Bag of Words (BoW)
Bag of Words (BoW) is a fundamental text representation technique that converts text into fixed-length vectors by counting word frequencies, disregarding grammar and word order but maintaining multiplicity.
Basic Concept
The BoW model represents text as a "bag" (multiset) of its words:
- Each document becomes a vector
- Each position corresponds to a word in the vocabulary
- Values represent word frequencies
Implementation
Simple BoW
from collections import Counter
from sklearn.feature_extraction.text import CountVectorizer
def simple_bow(documents):
# Initialize vectorizer
vectorizer = CountVectorizer()
# Fit and transform documents
X = vectorizer.fit_transform(documents)
# Get feature names (vocabulary)
vocab = vectorizer.get_feature_names_out()
return X, vocab
# Example usage
documents = [
"The cat sat on the mat",
"The dog ran in the park"
]
X, vocab = simple_bow(documents)
Advanced Features
1. N-gram Support
def ngram_bow(documents, ngram_range=(1, 2)):
vectorizer = CountVectorizer(
ngram_range=ngram_range,
stop_words='english'
)
X = vectorizer.fit_transform(documents)
return X, vectorizer.get_feature_names_out()
2. Custom Preprocessing
def custom_bow(documents):
vectorizer = CountVectorizer(
preprocessor=custom_preprocessor,
tokenizer=custom_tokenizer,
token_pattern=None
)
return vectorizer.fit_transform(documents)
Variations
1. Binary BoW
Only considers presence/absence of words:
def binary_bow(documents):
vectorizer = CountVectorizer(binary=True)

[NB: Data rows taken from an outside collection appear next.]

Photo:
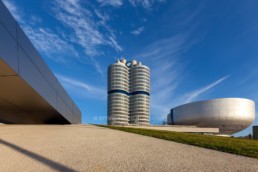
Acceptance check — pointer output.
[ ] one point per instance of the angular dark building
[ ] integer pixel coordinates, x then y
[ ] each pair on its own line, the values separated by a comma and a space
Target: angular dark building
29, 92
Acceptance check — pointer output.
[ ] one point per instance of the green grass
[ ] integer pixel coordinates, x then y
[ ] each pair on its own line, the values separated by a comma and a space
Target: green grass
245, 147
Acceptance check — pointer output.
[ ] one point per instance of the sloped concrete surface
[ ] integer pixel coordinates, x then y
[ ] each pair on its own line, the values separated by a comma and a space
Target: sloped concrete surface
90, 148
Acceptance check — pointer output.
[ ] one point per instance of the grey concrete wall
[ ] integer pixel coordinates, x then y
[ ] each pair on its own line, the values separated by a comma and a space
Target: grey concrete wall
20, 55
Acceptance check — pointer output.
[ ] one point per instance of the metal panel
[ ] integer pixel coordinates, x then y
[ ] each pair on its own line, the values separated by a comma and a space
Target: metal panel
7, 20
63, 109
229, 114
35, 79
35, 57
8, 48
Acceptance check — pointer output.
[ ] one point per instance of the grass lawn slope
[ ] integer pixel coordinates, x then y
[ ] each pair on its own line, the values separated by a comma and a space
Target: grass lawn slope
238, 146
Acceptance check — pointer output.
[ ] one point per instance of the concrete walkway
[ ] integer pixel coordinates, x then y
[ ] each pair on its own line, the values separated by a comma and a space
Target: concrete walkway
90, 148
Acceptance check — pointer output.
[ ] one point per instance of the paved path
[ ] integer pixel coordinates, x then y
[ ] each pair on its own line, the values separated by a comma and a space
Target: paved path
90, 148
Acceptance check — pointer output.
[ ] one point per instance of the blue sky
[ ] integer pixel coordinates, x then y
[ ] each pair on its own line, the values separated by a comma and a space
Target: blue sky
196, 50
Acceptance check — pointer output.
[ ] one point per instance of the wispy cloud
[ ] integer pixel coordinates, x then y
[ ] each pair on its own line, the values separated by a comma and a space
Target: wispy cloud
147, 4
44, 39
163, 57
85, 29
13, 9
82, 88
137, 31
114, 3
193, 95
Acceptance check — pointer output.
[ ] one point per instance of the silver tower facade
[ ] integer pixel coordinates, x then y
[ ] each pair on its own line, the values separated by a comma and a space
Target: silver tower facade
128, 93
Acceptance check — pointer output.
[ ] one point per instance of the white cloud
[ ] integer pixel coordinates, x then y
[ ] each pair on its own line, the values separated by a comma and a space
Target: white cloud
137, 31
13, 9
81, 88
44, 39
147, 4
114, 3
86, 31
163, 57
200, 91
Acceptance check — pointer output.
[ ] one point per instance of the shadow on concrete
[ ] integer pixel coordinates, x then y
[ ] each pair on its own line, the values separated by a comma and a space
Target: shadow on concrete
52, 164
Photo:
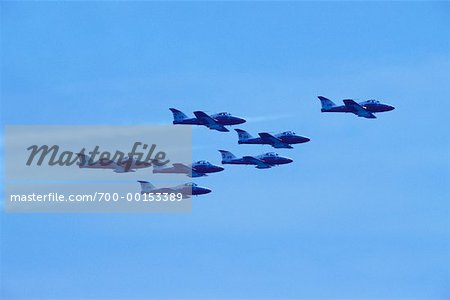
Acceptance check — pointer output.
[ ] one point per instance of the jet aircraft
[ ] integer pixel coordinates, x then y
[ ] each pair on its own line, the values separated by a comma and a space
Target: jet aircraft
127, 164
280, 140
263, 161
187, 189
215, 122
196, 169
365, 109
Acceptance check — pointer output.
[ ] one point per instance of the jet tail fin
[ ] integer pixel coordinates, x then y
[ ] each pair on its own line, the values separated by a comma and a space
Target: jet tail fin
326, 103
243, 135
146, 186
226, 155
178, 115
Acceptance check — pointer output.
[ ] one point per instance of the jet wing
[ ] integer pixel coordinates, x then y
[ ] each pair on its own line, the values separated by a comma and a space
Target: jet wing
275, 142
358, 109
209, 122
259, 163
183, 168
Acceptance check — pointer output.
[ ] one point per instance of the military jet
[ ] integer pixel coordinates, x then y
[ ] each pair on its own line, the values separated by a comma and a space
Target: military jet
263, 161
364, 109
280, 140
187, 189
196, 169
215, 122
127, 164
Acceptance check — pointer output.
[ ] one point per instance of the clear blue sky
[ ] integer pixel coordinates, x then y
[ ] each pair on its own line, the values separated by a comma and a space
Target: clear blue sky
362, 213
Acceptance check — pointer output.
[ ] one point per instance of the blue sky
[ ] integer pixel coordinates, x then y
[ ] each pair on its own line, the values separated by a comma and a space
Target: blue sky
362, 213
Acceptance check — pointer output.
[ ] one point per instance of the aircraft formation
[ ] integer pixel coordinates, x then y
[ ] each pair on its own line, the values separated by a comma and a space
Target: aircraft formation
218, 121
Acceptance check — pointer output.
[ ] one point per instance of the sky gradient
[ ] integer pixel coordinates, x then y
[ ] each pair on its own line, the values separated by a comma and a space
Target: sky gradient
363, 212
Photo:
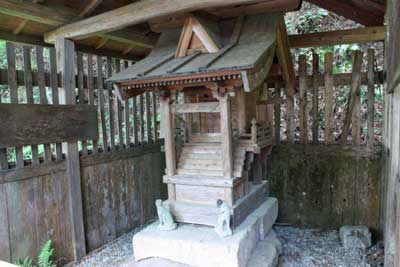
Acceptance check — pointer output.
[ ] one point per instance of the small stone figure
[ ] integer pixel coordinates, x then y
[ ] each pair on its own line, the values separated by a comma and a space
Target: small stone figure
223, 227
164, 216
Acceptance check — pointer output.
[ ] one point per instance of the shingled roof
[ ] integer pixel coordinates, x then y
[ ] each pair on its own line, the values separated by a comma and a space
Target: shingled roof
247, 46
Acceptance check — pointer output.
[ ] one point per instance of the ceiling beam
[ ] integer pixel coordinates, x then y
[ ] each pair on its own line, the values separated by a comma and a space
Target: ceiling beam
350, 12
58, 16
36, 40
138, 12
351, 36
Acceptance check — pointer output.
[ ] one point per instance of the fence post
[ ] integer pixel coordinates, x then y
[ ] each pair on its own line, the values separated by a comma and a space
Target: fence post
303, 99
371, 98
66, 64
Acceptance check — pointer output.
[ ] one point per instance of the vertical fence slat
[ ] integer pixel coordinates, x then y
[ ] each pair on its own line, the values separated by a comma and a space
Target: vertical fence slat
100, 93
135, 121
371, 98
355, 89
119, 110
148, 118
110, 98
277, 112
356, 123
154, 112
141, 117
303, 98
43, 93
328, 98
29, 93
13, 85
90, 87
81, 96
315, 98
54, 91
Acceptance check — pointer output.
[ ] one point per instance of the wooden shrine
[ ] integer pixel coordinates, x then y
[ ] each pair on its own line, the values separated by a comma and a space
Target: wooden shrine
218, 138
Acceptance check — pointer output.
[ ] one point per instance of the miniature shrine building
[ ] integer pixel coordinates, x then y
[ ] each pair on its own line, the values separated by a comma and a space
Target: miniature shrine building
224, 127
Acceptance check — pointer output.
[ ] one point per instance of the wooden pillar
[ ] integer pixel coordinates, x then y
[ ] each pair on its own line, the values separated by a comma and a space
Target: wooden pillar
65, 50
226, 135
169, 142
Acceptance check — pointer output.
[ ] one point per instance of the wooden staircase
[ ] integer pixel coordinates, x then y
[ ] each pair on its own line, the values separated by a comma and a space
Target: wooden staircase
205, 159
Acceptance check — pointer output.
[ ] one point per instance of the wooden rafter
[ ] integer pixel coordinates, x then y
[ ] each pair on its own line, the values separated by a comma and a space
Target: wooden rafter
285, 58
136, 13
56, 16
346, 10
359, 35
89, 8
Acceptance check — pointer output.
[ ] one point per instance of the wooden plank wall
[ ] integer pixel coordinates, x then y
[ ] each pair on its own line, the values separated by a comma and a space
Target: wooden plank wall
121, 172
316, 123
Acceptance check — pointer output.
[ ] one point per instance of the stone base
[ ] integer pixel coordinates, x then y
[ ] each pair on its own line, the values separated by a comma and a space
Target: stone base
200, 246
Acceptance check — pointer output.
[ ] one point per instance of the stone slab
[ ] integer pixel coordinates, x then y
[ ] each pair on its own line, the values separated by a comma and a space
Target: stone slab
200, 246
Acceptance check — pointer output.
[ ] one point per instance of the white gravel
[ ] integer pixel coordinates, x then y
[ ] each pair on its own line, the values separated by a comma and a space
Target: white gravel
301, 248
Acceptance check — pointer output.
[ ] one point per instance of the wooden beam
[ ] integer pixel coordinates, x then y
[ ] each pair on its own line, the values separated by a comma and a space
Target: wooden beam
57, 16
36, 40
135, 13
89, 8
358, 35
285, 58
66, 65
348, 11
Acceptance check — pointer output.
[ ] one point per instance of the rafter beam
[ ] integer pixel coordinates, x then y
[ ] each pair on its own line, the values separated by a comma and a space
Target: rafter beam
348, 11
285, 58
58, 16
36, 40
352, 36
138, 12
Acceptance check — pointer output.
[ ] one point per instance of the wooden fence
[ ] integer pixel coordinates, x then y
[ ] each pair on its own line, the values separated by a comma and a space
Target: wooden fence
309, 115
121, 171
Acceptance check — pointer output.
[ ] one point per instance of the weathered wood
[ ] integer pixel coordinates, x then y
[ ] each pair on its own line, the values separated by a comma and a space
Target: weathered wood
206, 107
277, 113
351, 36
169, 138
81, 97
110, 97
91, 97
315, 112
100, 95
135, 121
226, 136
290, 119
303, 99
355, 90
141, 118
29, 124
42, 91
29, 93
154, 112
329, 101
133, 14
371, 99
66, 65
54, 91
148, 118
356, 116
285, 58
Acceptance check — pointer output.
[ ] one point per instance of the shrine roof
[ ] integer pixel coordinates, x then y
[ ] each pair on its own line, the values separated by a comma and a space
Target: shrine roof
249, 49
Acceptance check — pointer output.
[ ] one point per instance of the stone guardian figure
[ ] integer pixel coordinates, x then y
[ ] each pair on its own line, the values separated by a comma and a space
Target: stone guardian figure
165, 217
223, 227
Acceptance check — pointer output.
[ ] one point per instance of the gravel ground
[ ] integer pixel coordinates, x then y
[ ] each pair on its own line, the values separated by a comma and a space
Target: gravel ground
301, 248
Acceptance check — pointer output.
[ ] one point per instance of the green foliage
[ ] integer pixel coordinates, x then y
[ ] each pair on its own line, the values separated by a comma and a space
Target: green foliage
44, 258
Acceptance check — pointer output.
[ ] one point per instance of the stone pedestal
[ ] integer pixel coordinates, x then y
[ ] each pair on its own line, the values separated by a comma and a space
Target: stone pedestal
200, 246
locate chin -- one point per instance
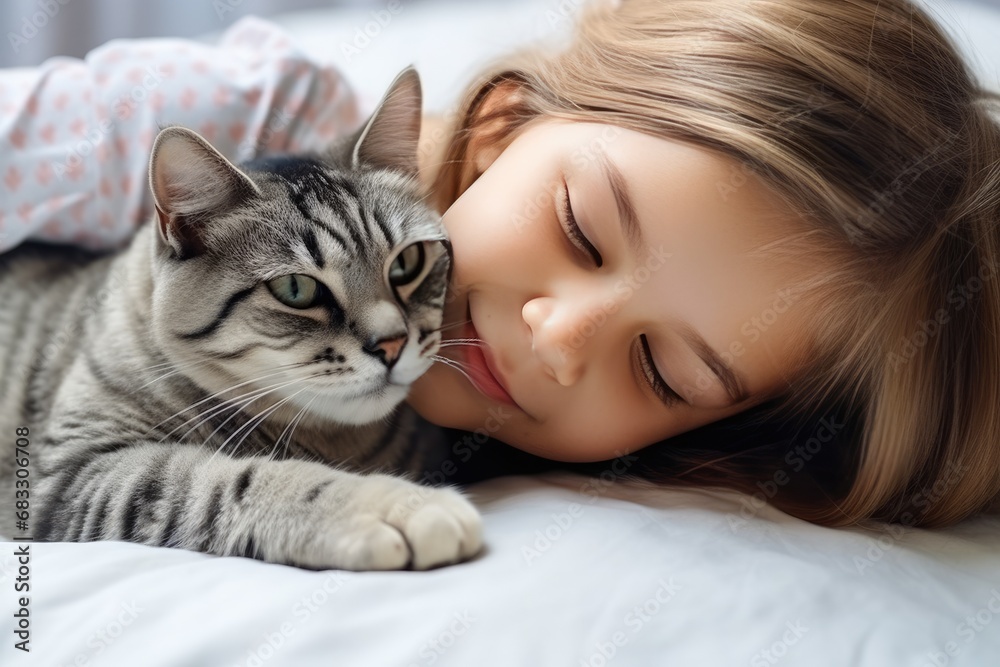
(367, 408)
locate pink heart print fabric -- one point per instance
(76, 133)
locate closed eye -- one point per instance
(663, 391)
(573, 232)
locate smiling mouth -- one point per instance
(481, 370)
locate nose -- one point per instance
(387, 349)
(561, 335)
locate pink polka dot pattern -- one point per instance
(76, 133)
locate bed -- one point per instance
(576, 572)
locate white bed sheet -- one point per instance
(641, 575)
(627, 575)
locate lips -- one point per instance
(482, 370)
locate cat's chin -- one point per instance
(358, 409)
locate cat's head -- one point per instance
(320, 278)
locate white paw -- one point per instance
(389, 523)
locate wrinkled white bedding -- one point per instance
(575, 574)
(625, 574)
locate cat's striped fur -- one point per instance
(174, 400)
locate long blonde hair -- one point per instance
(862, 116)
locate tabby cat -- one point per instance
(232, 381)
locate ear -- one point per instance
(490, 120)
(191, 183)
(389, 138)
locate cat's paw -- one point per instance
(394, 524)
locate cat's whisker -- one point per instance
(468, 342)
(172, 365)
(292, 434)
(208, 398)
(260, 420)
(229, 403)
(451, 326)
(452, 363)
(289, 426)
(314, 375)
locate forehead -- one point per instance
(712, 216)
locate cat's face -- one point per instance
(320, 280)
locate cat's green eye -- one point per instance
(295, 290)
(407, 265)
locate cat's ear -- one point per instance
(191, 182)
(390, 137)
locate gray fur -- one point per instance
(147, 377)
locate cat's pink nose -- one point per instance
(389, 348)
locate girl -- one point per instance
(735, 243)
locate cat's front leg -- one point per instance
(292, 511)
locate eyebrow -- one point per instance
(627, 217)
(733, 381)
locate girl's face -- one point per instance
(588, 331)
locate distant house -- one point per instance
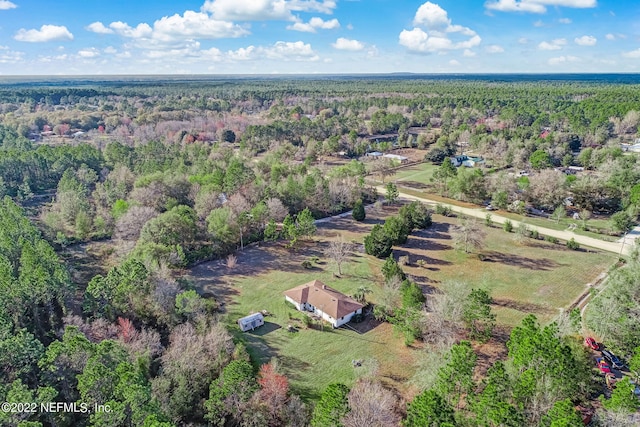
(318, 298)
(466, 161)
(251, 322)
(635, 148)
(397, 158)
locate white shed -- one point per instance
(251, 322)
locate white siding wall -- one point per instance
(294, 303)
(334, 322)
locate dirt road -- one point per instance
(614, 247)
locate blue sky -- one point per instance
(318, 36)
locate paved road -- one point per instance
(614, 247)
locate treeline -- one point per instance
(546, 379)
(147, 349)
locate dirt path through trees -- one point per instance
(615, 247)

return vectorizer.fit_transform(documents)
2. Frequency-Limited BoW
Filters words based on document frequency:
def filtered_bow(documents, min_df=2, max_df=0.95):
vectorizer = CountVectorizer(
min_df=min_df, # Minimum document frequency
max_df=max_df # Maximum document frequency
)
return vectorizer.fit_transform(documents)
Applications
-
Document Classification:
- Topic categorization
- Spam detection
- Sentiment analysis
-
Information Retrieval:
- Document similarity
- Search relevance
- Content recommendation
Best Practices
1. Preprocessing
- Remove stop words
- Apply stemming/lemmatization
- Handle case sensitivity
2. Vocabulary Management
- Set minimum frequency threshold
- Remove rare/common words
- Consider domain-specific terms
3. Feature Selection
- Remove irrelevant features
- Use dimensionality reduction
- Consider word importance
Implementation Example
class BowAnalyzer:
def __init__(self,
ngram_range=(1, 1),
min_df=1,
max_df=1.0,
binary=False):
self.vectorizer = CountVectorizer(
ngram_range=ngram_range,
min_df=min_df,
max_df=max_df,
binary=binary,
stop_words='english'
)
def fit_transform(self, documents):
# Transform documents to BoW representation
bow_matrix = self.vectorizer.fit_transform(documents)
# Get feature names
features = self.vectorizer.get_feature_names_out()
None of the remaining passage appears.